What do mystical streets really mean?
On June 12, mystical Prague opened to our students of summer educational programms in all its glory – everything that was previously hidden behind the facades of modern life, business haste or flashes of tourists’ cameras is in the past – in seconds we plunged into legends, ancient legends about the city and looked at historical streets completely. No wonder this city often turns out to be a platform for shooting mystical films.
If once, walking through Prague, you caught yourself feeling something supernatural or magical, then this is no accident, because this city has the largest number of local legends and stories about spirits and ghosts! Who knows, maybe all this is not just stories?

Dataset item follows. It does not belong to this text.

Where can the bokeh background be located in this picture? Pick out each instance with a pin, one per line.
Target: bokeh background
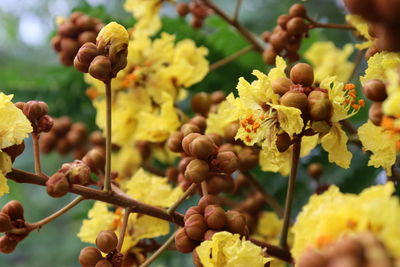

Such a walk is the best for the evening, because, as the guides say, in the evening lighting Prague and its history are opened from a completely unusual side: for example, the story of a headless horseman still wandering the streets, stories about Princess Libuse, who has the gift to see the future, as well as about the famous Golem, who fell victim to his creator, the alchemist Maharal. There is a hypothesis that the name “Golem” comes from “gelem”, which means raw material in Hebrew. Golem was created by the Kabbalistic doctrine and was intended to serve the Jewish community.
Of course, all this sounds like a fairy tale, but it is historically confirmed that Prague was once the center of concentration of the most famous alchemists of its century, who flocked here from all over Europe on the initiative of Rudolph II, who dreamed of finding the philosopher’s stone. It is known that he actively sponsored the studies of alchemists, studied Kabbalah and was very interested in occult sciences himself. Some of the scientists he called to come in Prague lived on Zlata Lane, where MSM had already taken students as part of the tour to Prague Castle.
Those who considered themselves magicians and witches, alchemists and astrologers firmly established themselves in Prague in the distant Middle Ages, even before the Charles Bridge was built.
The tour was really interesting even to those who are not particularly interested in history – the students explored every nook and cranny and looked at the places where those same legendary characters lived.